Kinetics of a Diffusive Capture Process: Lamb Besieged by a Pride of Lions

TL;DR

This paper studies the survival probability of a diffusing prey in the presence of multiple diffusing predators in one dimension, revealing non-universal power-law decay and log-normal decay behaviors.

Contribution

It provides a detailed analysis of the survival probability dynamics of a prey among multiple predators, including crossover behaviors based on diffusivity ratios.

Findings

Survival probability decays as t^{-beta_N} with beta_N proportional to ln N.

For large N, survival probability exhibits a log-normal decay, exp(-ln^2 t).

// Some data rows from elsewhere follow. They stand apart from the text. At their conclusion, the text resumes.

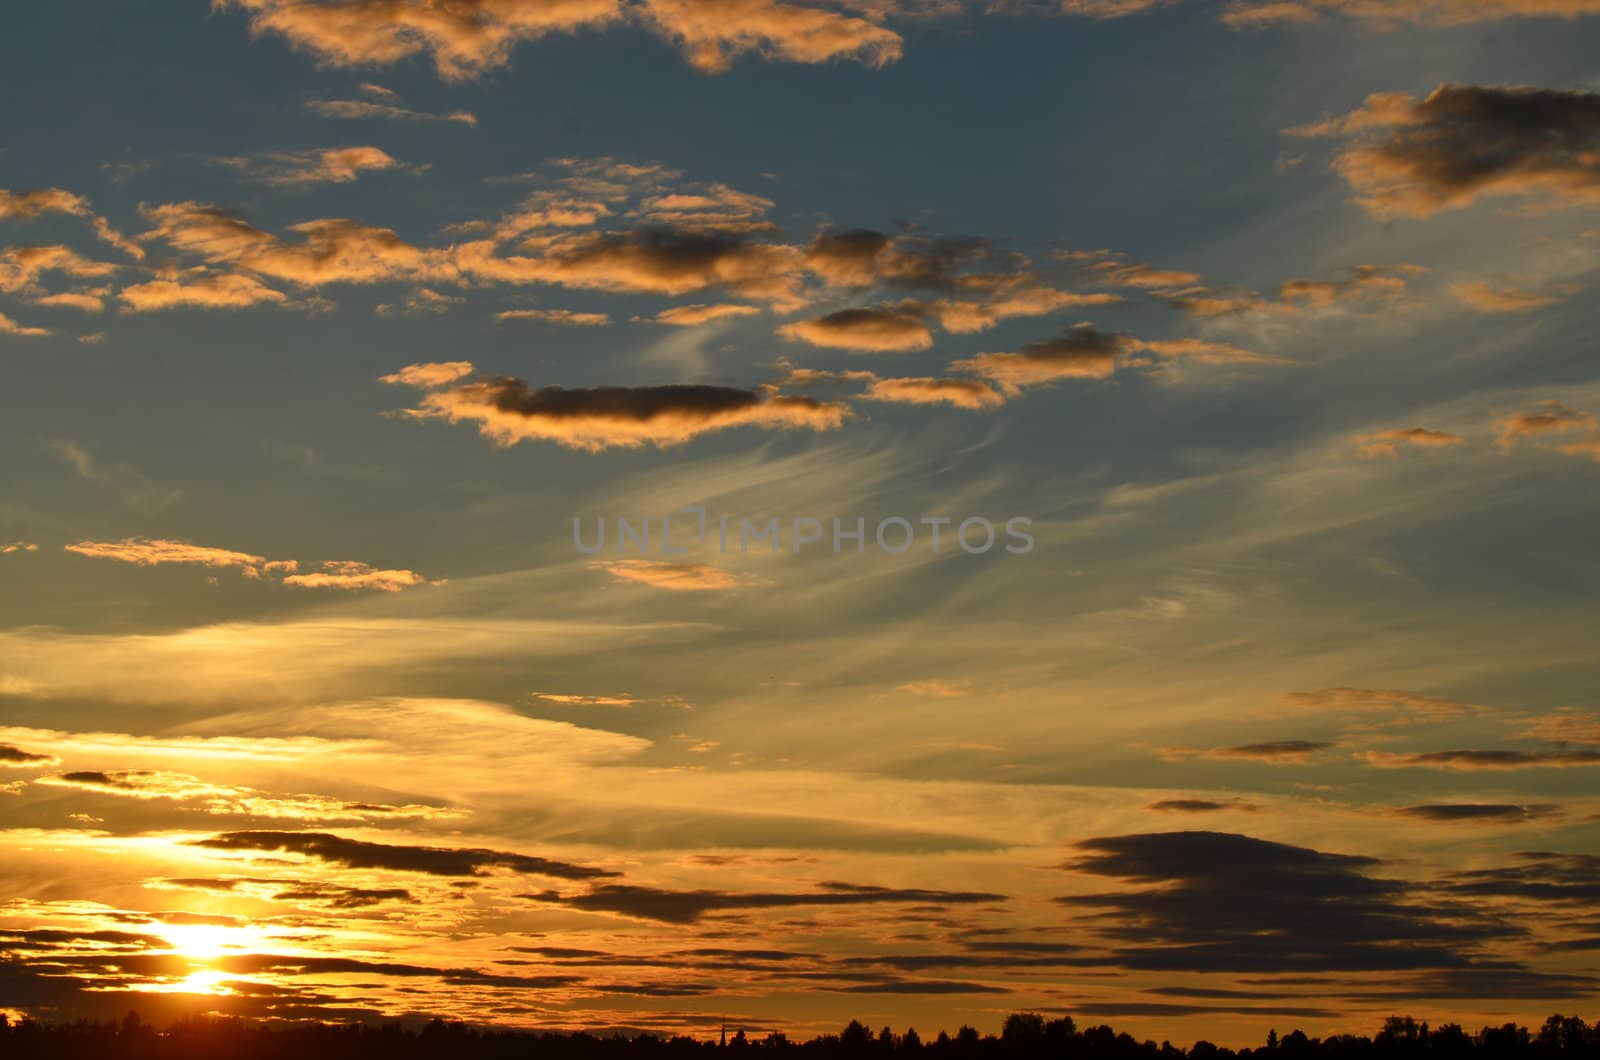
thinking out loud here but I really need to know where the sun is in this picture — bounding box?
[155,921,264,962]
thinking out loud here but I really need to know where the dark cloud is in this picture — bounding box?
[0,743,57,767]
[1394,803,1562,822]
[190,831,619,879]
[1059,831,1517,973]
[393,371,847,451]
[1436,851,1600,903]
[1209,740,1331,761]
[1147,798,1258,813]
[270,884,418,908]
[1361,748,1600,770]
[523,881,1005,923]
[1292,84,1600,218]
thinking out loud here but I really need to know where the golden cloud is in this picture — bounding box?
[591,559,744,590]
[1291,84,1600,219]
[395,373,847,451]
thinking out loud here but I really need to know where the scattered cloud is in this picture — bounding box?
[1289,84,1600,219]
[218,145,408,186]
[191,830,619,879]
[1353,427,1466,460]
[306,84,478,125]
[1360,749,1600,770]
[1494,401,1598,450]
[645,303,763,326]
[496,307,611,326]
[215,0,901,79]
[1449,280,1577,313]
[779,306,934,352]
[389,366,847,451]
[282,561,442,592]
[591,560,744,591]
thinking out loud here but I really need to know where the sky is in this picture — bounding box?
[2,0,1600,1046]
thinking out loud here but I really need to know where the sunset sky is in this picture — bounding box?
[2,0,1600,1046]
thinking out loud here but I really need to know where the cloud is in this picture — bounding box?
[1289,84,1600,219]
[496,307,611,326]
[216,0,900,79]
[1146,799,1258,813]
[139,203,456,287]
[860,376,1005,410]
[778,306,934,352]
[1494,401,1598,450]
[458,226,805,307]
[0,187,90,221]
[32,289,109,313]
[591,560,744,590]
[52,442,185,513]
[1164,265,1422,320]
[1353,427,1467,460]
[1278,686,1475,721]
[118,270,289,312]
[1449,280,1575,313]
[0,311,50,337]
[645,303,763,326]
[530,692,647,708]
[1515,708,1600,745]
[0,245,119,294]
[1089,259,1202,288]
[0,542,40,554]
[1206,740,1332,762]
[35,770,456,821]
[0,188,142,259]
[1060,830,1515,973]
[379,362,477,392]
[0,744,57,768]
[281,561,440,593]
[376,287,463,315]
[1557,438,1600,463]
[64,538,267,571]
[524,881,1004,923]
[1360,748,1600,770]
[392,372,847,451]
[951,328,1129,392]
[1393,803,1561,822]
[63,537,435,591]
[896,680,972,697]
[1222,0,1600,29]
[219,146,406,186]
[306,85,478,125]
[190,830,620,879]
[1437,850,1600,903]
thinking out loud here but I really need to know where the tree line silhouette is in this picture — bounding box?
[1,1011,1598,1060]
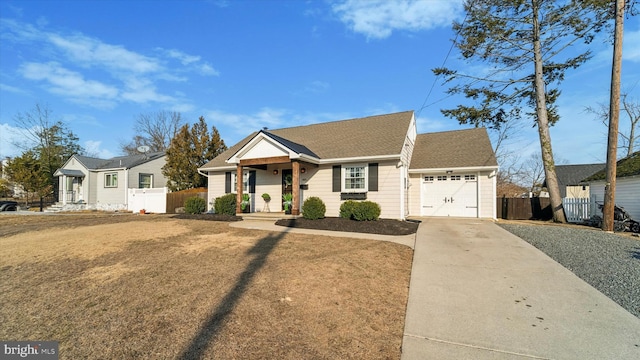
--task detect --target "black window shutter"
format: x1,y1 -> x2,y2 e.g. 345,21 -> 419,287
249,171 -> 256,193
368,163 -> 378,192
332,165 -> 341,192
225,172 -> 231,193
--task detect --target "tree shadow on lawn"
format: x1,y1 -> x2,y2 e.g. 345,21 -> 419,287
630,247 -> 640,260
176,229 -> 288,360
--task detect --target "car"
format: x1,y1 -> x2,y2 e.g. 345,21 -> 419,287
0,200 -> 18,211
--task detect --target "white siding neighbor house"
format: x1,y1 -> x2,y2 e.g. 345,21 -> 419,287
54,152 -> 167,211
199,111 -> 498,220
586,151 -> 640,220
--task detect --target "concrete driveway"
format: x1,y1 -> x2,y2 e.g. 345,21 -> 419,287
402,217 -> 640,360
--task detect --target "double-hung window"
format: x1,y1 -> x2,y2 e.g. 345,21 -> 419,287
139,174 -> 153,188
343,164 -> 366,192
105,173 -> 118,188
233,172 -> 249,193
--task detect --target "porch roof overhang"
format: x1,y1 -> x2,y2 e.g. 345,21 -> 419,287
226,131 -> 320,166
54,169 -> 85,177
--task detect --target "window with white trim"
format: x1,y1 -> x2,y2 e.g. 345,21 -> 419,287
464,174 -> 476,181
139,174 -> 153,188
233,172 -> 249,193
437,175 -> 447,181
343,164 -> 367,192
105,173 -> 118,188
424,176 -> 434,182
451,175 -> 461,181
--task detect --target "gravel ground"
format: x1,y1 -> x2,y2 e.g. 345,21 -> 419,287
499,223 -> 640,318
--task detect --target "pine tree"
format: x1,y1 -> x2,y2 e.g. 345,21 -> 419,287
162,116 -> 227,191
433,0 -> 611,223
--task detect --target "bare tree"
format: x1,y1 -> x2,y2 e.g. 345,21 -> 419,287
586,92 -> 640,158
120,110 -> 184,155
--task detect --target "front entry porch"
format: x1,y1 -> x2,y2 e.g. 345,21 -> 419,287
234,156 -> 317,216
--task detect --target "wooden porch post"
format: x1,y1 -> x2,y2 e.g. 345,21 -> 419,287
236,164 -> 243,214
292,161 -> 300,215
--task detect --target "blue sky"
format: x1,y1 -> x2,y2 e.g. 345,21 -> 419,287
1,0 -> 639,166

Crossover behavior depends on the relative diffusivities of prey and predators.

Abstract

The survival probability, S_N(t), of a diffusing prey (``lamb'') in the proximity of N diffusing predators (a ``pride of lions'') in one dimension is investigated. When the lions are all to one side of the lamb, the survival probability decays as a non-universal power law, S_N(t) is proportional to t^{-beta_N}, with the decay exponent beta_N proportional to ln N. The crossover behavior as a function of the relative diffusivities of the lions and the lamb is also discussed. When N--->oo, the lamb survival probability exhibits a log-normal decay, exp(-ln^2 t).